The main case where you would want to use streams is when you want to directly store the body of an HTTP request into a KV value, or when you want to directly return a KV value as the body of an HTTP response. Using streams in these cases avoids the need to hold the entire value in memory all at once; instead, bytes can stream through as they arrive.
For example, instead of doing:
// BAD
let value = await request.text();
await kv.put(key, value);
You should do this:
// GOOD
await kv.put(key, request.body);
This is especially important when the value is many megabytes in size. The former version would read the entire value into memory to construct one large string
(including decoding UTF-8 to UTF-16), only to immediately write that value back out into a KV (converting UTF-16 back to UTF-8). The latter version copies bytes straight from the incoming connection into KV without ever storing the whole value in memory at once.

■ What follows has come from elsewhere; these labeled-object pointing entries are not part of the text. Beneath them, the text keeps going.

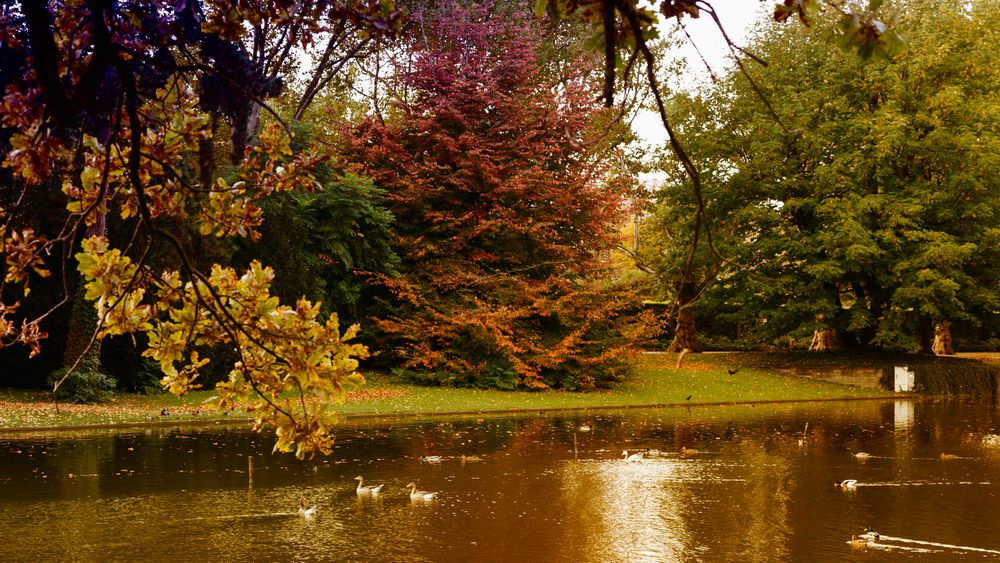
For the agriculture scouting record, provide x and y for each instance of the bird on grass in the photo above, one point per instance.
(632, 458)
(367, 489)
(306, 511)
(859, 543)
(418, 496)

Similarly, for a response, instead of doing:
// BAD
let value = await kv.get(key);
return new Response(value);
You can do:
// GOOD
let value = await kv.get(key, "readableStream");
return new Response(value);
This way, the response bytes get streamed from KV to the HTTP connection. This not only saves memory and CPU time, but also means that the client starts receiving bytes faster, because your Worker doesn't wait until all bytes are received before it starts forwarding them.